An accumulator, often shortened to ‘acca’, is simply any bet with more than one unrelated selection, whereby all selections need to win for the bet to return anything.
A bet on Man United to beat Accrington Stanley would be a single bet, with just one selection and one outcome needed to win the bet – a Man Utd victory. For an acca there would be more than one result that would determine the outcome of your bet. The simplest type of acca would be a double: a bet with two selections where both are needed to win. So you might combine Man United to beat their minnow opponents and on the same day for Man City to beat Yeovil, that would be your double or your acca. If both teams win then so does your bet, but even if only one loses then your whole bet loses too.
The number of teams you bet on to win can be much higher than two, but although the odds increase the more selections you make, the chances of the bet coming off get much slimmer. It’s about balance.
Accas are most common in football and horse racing but they can be applied to anything; for example, one very famous accumulator placed in 1989 saw a man bet that U2 would still be together in the year 2000, Eastenders would still be on the BBC, Neighbours would still be on British TV, Home and Away would still be broadcast, and that Cliff Richard would be knighted. That outlandish bet saw the lucky punter turn £30 into almost £200k – not bad eh?!
A more common acca might be picking the winner from three separate horse races on the same day, or a popular one from the Premier League is to back “the big four” to all win their respective games at the weekend.
Let’s run through an imaginary acca:
Perhaps you might back Man United to win the early Saturday game, Arsenal to win the Saturday evening match, Chelsea to win the early Sunday game, and Man City to win the 4pm kick off. For the sake of simplicity, let’s assume that all sides face relatively tough opponents and all are priced at evens. Your winnings, therefore, (and the way they are calculated) based on a £10 acca would be:
This demonstrates really well why accumulators are so popular – because your four bets at evens actually offer a return of 15/1, meaning you can make some serious money from a relatively low stake as long as no team lets you down. Increasing the odds just a little can lead to even bigger returns because of the way these bets multiply, and in the example above if the four sides had been priced at 5/4 (2.25 in decimal odds) the end return would be a whopping £256!
With any form of accumulator there are various options when it comes to covering the different bets. At the very simplest level (a double) as well as covering the double itself you could also cover the singles that make it up, so you would be placing 3 bets: 2 x singles and 1 x double. This wouldn’t normally be classed as a multiples bet although technically it is, as you would still get paid out from the singles bet if only one of your selections won.
A more frequently placed multiples bet is called a Trixie (also known as a full cover bet) which involves three selections and is one step up from a double. In this bet, as well as the treble – where all three selections must win – the bet also includes the three possible doubles, to make four bets in total.

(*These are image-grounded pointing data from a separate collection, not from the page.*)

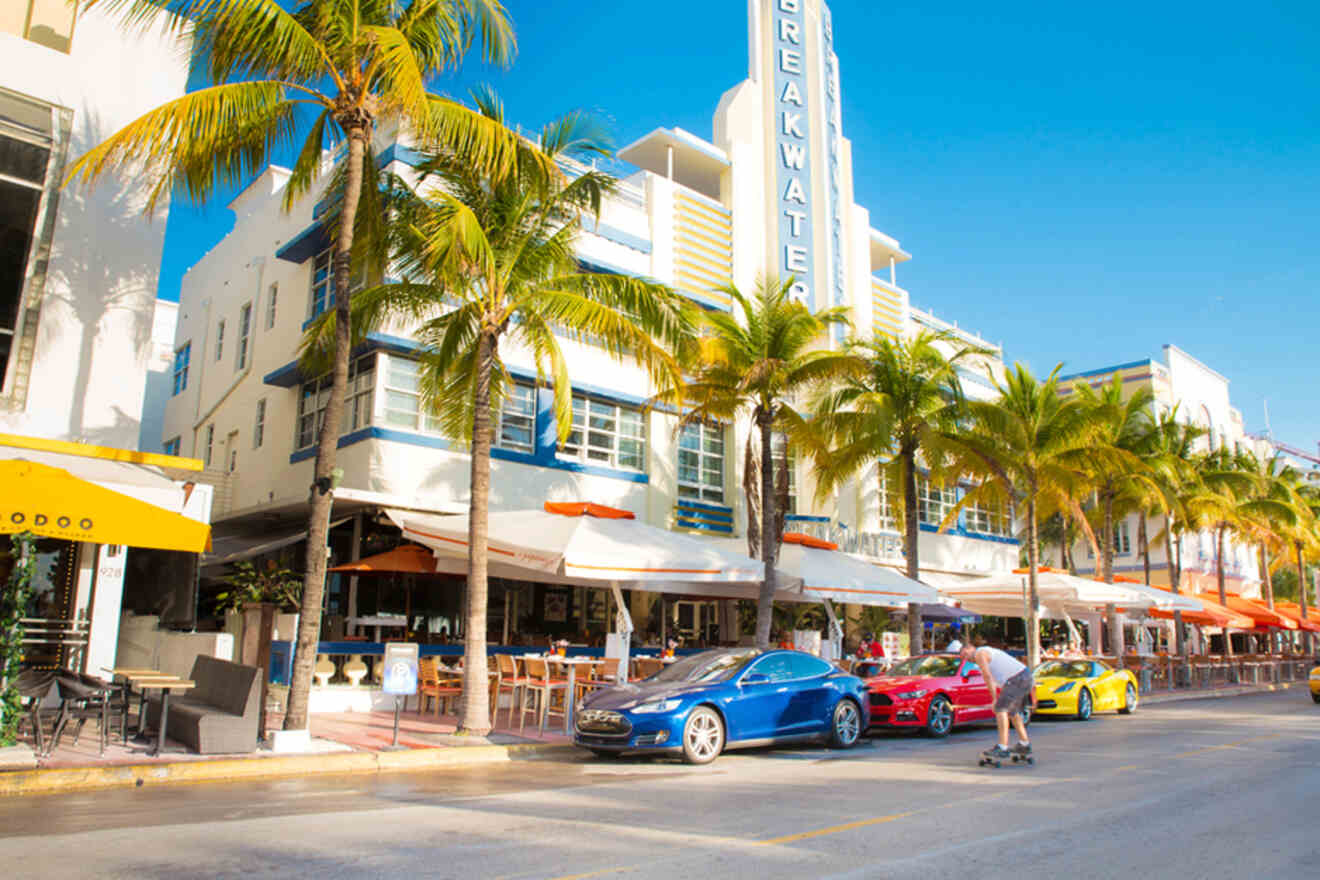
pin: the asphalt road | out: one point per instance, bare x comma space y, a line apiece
1217, 788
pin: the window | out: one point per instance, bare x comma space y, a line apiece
25, 144
49, 23
244, 334
779, 443
259, 426
1122, 540
889, 505
357, 405
515, 428
701, 463
988, 520
606, 433
932, 502
403, 396
322, 284
181, 358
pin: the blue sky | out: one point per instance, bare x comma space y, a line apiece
1083, 184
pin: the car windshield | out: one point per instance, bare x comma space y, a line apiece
1064, 669
935, 665
709, 665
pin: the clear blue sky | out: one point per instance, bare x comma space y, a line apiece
1083, 184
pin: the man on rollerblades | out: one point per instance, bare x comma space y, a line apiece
1010, 686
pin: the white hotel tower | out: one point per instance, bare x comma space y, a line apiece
771, 191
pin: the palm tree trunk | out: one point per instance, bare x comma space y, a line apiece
1179, 633
328, 449
1219, 577
477, 718
1106, 550
911, 544
1266, 579
768, 536
1146, 548
1032, 589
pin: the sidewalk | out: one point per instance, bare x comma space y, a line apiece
341, 743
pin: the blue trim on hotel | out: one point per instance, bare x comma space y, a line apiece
617, 235
1145, 362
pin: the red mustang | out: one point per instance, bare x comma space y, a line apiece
928, 693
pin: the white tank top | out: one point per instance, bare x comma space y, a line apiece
1002, 665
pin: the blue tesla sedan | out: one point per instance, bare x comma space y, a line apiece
726, 698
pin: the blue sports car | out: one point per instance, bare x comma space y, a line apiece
726, 698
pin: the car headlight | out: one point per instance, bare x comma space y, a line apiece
656, 706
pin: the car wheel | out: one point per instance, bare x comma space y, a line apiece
702, 736
846, 727
939, 717
1084, 705
1129, 699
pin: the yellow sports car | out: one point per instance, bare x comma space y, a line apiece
1079, 688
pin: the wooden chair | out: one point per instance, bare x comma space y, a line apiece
541, 689
510, 681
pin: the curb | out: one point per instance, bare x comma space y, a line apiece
1155, 699
75, 779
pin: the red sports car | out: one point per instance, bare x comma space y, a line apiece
928, 693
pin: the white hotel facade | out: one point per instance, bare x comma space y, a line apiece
771, 190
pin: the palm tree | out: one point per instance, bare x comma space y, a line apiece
895, 407
1031, 449
1114, 466
759, 359
353, 63
490, 260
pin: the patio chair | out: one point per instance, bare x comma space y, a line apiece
508, 682
541, 689
33, 688
85, 698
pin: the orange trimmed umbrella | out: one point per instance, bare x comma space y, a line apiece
1212, 614
1292, 611
1259, 615
408, 558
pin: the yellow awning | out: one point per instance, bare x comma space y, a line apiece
53, 503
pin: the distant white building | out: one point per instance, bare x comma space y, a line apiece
78, 267
771, 191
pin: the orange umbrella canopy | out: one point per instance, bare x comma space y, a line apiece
408, 558
1212, 614
1259, 615
1292, 611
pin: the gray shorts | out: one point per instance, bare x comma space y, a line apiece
1015, 693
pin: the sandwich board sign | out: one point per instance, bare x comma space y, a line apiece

One step up from a full cover bet is a full cover bet with singles and this includes all the singles as well as all the accas. So in the case of a three-selection Trixie there would be a total of seven bets; the four mentioned above plus three singles. This bet is called a Patent, and so the idea goes on. Of course, the stakes get higher and higher the further up this ladder you climb, so you need to watch that total at the bottom of your betslip.
Below we have some examples of other well known multiples bets, although there are many more covering a huge range of bets that can be made on football and other sports.
Can I Include any Bets in an Acca or Multiple?
You can combine anything in an accumulator as long as the bets are not related, what the bookies call “related contingencies”. A controversy not so long ago involved a punter who placed a bet on it snowing in various places around the UK on Christmas Day. He thought he was in for a £7m payday after betting on what he thought was a huge accumulator. His bet included a White Christmas in Leeds and Wakefield, both at odds of 5/2, as well as in several other places, but clearly if there is snow in Leeds the odds of snow in Wakefield are not 5/2 but much lower, given it is just 12 miles away.
A good football example involves a side to win 1-0 and their top striker to score first. This is not an accumulator where the odds for the correct score and first goalscorer are effectively multiplied because if the star forward scores first their odds of winning 1-0 are automatically much lower. Instead, this as calculated as a single bet – a scorecast. In the same way, backing Team A to win and both teams to score is a single bet, rather than a double involving those two selections.